Among these new plant novelties were Melastoma malabituin, Amorphophallus minimus, Dendrochilum ignisflorum, Ardisia kalimbahin, Amorphallus caudatus, Begonia naemma, Begonia canabillasii, Medinilla ultramaficola, Begonia beijnenii, Vaccinium exiguum, Begonia truncatifolia, Begonia obscurbracteata, Medinilla simplicymosa, Begonia tandikan, Ridsdalea philippinensis, and Begonia marakuruyot.

Representing PTI in the webinar, Mr. John Charles Altomonte, PTI Director for Externals, emphasized the importance of taxonomic research in the Philippines for the conservation and protection of habitats.

New species for Philippine biodiversity, Metapocyrtus species and new Pomasia species

Dr. Sheryl Yap, MNH curator for weevils and hoppers presented a less-studied group of insects in the Mindanao islands, the genus Metapocyrtus.
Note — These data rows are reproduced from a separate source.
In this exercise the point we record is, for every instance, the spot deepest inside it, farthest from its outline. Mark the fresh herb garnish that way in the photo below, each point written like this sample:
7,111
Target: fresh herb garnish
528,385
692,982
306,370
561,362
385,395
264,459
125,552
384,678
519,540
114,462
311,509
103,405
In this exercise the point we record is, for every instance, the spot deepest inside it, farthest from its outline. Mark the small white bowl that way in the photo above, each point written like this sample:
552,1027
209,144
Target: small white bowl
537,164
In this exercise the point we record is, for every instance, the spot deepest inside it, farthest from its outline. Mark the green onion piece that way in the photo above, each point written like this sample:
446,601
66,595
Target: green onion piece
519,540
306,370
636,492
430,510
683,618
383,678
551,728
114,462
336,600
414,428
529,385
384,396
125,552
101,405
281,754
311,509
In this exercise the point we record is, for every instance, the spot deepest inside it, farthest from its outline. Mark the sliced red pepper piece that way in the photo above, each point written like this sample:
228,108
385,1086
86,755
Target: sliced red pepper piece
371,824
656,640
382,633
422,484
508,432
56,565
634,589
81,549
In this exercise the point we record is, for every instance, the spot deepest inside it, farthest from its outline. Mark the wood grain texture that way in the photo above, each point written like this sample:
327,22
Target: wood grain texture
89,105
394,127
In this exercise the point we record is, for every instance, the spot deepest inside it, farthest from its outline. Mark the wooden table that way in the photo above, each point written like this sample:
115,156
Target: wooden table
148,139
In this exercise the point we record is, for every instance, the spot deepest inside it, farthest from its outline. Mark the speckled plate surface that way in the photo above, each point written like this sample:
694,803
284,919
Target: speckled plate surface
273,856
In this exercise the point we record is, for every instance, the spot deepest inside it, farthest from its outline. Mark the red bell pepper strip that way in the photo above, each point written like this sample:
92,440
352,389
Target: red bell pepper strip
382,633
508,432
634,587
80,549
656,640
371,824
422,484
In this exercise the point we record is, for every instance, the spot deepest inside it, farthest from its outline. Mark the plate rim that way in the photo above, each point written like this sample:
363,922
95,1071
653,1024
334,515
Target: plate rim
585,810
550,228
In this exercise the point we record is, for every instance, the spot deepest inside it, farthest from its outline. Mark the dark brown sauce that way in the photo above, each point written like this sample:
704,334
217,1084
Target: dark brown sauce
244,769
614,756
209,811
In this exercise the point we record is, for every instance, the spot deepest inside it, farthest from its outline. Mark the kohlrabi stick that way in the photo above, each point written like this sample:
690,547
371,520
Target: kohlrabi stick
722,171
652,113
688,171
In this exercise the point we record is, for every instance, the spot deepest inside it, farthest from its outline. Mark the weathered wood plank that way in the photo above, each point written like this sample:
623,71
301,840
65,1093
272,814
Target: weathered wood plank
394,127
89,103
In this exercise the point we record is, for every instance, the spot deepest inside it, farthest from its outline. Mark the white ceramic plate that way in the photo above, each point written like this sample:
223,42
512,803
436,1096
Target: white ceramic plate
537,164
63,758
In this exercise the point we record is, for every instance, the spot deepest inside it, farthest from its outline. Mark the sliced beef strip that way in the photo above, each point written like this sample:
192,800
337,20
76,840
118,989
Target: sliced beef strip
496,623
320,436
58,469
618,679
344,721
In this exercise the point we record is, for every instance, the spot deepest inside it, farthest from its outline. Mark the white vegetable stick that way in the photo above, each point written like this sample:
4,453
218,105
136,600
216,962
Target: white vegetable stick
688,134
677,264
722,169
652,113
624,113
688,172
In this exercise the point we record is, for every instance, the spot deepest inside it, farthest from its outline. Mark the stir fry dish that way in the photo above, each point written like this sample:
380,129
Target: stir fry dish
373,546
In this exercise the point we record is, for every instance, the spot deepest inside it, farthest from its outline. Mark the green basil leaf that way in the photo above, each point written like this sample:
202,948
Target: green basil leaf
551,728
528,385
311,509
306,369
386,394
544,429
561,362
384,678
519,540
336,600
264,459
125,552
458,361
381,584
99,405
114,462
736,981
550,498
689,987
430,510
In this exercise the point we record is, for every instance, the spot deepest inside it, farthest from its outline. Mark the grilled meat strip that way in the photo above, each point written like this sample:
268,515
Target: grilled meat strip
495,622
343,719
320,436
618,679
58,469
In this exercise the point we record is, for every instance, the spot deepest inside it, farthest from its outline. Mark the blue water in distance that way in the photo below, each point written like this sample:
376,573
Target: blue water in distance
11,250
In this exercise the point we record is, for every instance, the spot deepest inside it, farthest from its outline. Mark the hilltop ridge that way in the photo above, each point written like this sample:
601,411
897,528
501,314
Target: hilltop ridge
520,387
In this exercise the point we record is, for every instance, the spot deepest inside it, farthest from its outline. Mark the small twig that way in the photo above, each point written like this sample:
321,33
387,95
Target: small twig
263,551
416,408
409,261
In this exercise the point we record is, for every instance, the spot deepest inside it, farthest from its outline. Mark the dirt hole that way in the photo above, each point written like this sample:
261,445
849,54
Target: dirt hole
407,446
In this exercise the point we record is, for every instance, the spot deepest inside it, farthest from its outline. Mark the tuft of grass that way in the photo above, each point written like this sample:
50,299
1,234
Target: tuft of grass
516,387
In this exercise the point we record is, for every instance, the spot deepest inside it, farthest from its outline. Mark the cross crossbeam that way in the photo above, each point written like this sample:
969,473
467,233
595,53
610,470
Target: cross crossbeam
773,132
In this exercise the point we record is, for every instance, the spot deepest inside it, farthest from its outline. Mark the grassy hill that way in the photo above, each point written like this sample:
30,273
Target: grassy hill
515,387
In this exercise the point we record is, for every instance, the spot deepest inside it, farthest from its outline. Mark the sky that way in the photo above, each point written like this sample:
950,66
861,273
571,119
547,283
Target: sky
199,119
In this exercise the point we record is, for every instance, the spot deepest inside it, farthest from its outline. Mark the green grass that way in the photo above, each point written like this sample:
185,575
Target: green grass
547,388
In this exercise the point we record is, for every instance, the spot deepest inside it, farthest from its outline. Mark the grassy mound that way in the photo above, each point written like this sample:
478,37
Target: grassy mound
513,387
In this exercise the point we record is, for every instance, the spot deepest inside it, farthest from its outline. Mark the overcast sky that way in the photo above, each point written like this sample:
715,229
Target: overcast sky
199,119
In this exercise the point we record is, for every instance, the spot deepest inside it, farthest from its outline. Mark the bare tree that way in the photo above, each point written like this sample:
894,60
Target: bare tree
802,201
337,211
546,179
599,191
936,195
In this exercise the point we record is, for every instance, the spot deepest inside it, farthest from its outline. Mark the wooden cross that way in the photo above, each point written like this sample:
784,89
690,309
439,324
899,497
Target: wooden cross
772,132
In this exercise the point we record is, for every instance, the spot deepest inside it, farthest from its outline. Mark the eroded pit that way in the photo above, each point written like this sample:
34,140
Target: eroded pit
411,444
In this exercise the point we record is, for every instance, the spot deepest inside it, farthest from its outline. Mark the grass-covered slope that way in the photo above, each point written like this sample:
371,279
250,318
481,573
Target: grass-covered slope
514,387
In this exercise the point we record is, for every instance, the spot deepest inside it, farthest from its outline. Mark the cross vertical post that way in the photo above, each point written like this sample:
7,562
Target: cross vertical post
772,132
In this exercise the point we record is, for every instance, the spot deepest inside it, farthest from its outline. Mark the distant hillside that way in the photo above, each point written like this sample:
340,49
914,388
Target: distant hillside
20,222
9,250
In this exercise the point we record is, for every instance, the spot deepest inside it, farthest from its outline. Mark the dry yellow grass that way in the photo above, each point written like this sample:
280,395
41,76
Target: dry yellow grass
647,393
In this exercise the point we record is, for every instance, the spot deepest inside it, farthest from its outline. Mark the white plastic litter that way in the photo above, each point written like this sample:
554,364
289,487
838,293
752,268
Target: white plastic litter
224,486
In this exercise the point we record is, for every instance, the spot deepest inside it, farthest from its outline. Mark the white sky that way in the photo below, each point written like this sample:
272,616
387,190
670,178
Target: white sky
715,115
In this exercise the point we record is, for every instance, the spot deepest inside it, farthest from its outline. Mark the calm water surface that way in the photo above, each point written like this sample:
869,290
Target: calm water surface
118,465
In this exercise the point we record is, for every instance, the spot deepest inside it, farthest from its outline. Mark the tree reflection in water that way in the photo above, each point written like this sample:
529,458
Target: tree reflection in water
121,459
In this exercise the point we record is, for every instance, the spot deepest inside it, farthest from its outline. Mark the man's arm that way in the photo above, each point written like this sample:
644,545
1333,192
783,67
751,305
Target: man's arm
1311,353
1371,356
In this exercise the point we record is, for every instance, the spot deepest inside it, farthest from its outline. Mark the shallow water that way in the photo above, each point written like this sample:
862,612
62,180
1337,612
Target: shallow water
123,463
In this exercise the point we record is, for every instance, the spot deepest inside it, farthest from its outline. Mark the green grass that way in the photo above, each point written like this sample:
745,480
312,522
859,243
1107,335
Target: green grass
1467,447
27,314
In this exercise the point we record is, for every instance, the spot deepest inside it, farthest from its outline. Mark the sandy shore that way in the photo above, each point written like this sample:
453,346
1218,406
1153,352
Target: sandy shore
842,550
The Metapocyrtus species are long-snout beetles from the tribe Pachyrhynchini. Recent surveys of several mountains in Mindanao revealed new species of weevils which gave new information about their host plants and habitat especially in Mindanao, where remote mountain and forest ecosystems remain to be under-explored to this day.

Meanwhile, Dr. Aimee Lynn Barrion-Dupo, MNH curator for geometrid moths and spiders presented the new geometrid moth species Pomasia concepcioni which she and Claude Tautel recently described and named after UP President Atty. Danilo L. Concepcion. According to Dr. Dupo, the existence of the genus Pomasia had been unknown in the Philippines prior this discovery.

To end the series of lectures on new species discoveries and museum collections, Dr. Nathaniel C. Bantayan, Vice Chancellor for Research and Extension in UPLB delivered the closing remarks. Dr. Bantayan commended MNH’s research,  partnerships, and museum digitization efforts. He also acknowledged these as “new take-offs for next big step in pursuit of instruction, research, extension, and public service for Philippine biodiversity,” he said.